7 Ekim 1808’de Rumeli’den III. Selim’i kurtarmak için gelip saraydaki cinayetini önleyemeyen ama ikinci veliahd-ı saltanat katledilecek kişi olan veliahd-ı saltanat şehzade Mahmud’un hayatını kurtarıp tahta çıkaran Rusçuk Ayanı Alemdar Mustafa Paşa ve daha çok bugünkü Bulgaristan bölgesinin Rumeli ayanı önderler İstanbul’u kendi ordularıyla doldurmuştu. Padişahla imzaladıkları Sened-i İttifak’ın devlet sistemimiz içinde ve saltanatın ananesi yönünden tek tarifi olabilir; küstahlık... Ne var ki bu küstahlık o günün şartları içerisinde lüzumlu ve hayırhahâne görülüyordu. Bu ittifak senetlerinin başka alanlarda yapıldığını tarihçilerimiz keşfetmektedirler. Adet bakımından bir yenilik yok. Yenilik İstanbul merkezinde kapıkulu ocakları ve boğaz kalelerinin yamakları olan yarı militer örgütlerin tasallutu altına giren saltanat makamının haysiyet ve iktidarını güvence altına almaktı. Rumeli ayanları bu görevi ordularıyla yerine getirmeyi taahhüt ediyorlardı. Belirttiğim gibi o günün havası içinde bu iktidar ortalığı hevesi, haddini bilmezlik değil, bir sadakat ve hamiyetkârlık gösterisiydi.
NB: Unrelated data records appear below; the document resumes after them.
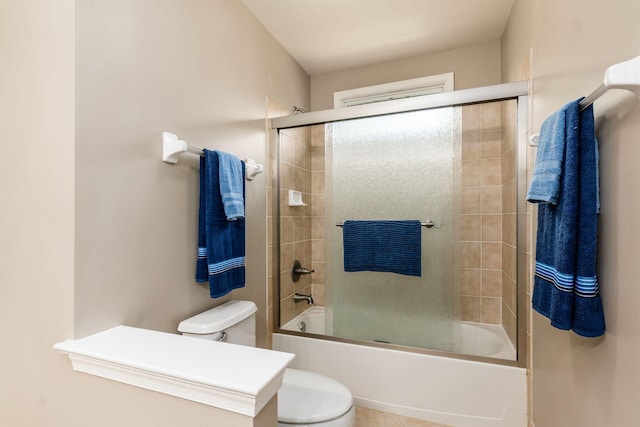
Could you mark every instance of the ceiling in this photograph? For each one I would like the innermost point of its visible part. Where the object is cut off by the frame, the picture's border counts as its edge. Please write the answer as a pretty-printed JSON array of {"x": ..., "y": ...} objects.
[{"x": 330, "y": 35}]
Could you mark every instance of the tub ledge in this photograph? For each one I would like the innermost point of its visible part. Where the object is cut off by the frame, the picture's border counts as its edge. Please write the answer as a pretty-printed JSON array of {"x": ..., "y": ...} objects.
[{"x": 236, "y": 378}]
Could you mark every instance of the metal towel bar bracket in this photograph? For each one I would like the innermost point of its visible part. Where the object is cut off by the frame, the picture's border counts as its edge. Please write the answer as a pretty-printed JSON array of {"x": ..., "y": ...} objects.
[{"x": 172, "y": 147}]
Hiç şüphesiz ki böyle bir ortaklık bir de üstelik vergilerin konması ve toplanması gibi bir konuda da Rumeli ayanlarının desteğini imzaya bağlayınca işin çapı değişmiştir. Padişahın bu senedi imzaladığına dair münakaşa elan sürüyor ve metin de ortada yok. Bizim kullandığımız Sened-i İttifak metni Devlet Arşivi’nden çıkan bir nüsha değil, Ahmed Cevdet Paşa’nın kendi tarih eserine aldığı kopyadır. Dolayısıyla 70 yıldır anayasa hukukçuları biraz abartılmış bir metin ve onun rolünden de İngiliz tarihinin 13. asır başındaki ünlü Magna Carta’sına bir benzetme yapıyorlar. Ortak senete kadar giden taşra hâkimiyeti ve oradaki yerel güçlerin tanınmasını öngören cümleler bir müddet sonra padişahın Rumeli ayanlarını teker teker tepelemesine kadar vardı. Tuhaf, kakafonik bir tesadüf; Yanya Sultanı denen Tepedelenli Ali Paşa’nın ortadan kaldırılması ise ardından Yunan İsyanı’nı getirir. Türkiye’de anayasal sistem müşavere, meclis ve iktidarın kullanımı kuvvetler arasında bir dengenin değil doğrudan doğruya “taraf-ı saltanat-ı seniyyenin” işlerin doğru yürümesi için yarattığı bir nevi iş ortaklığıdır.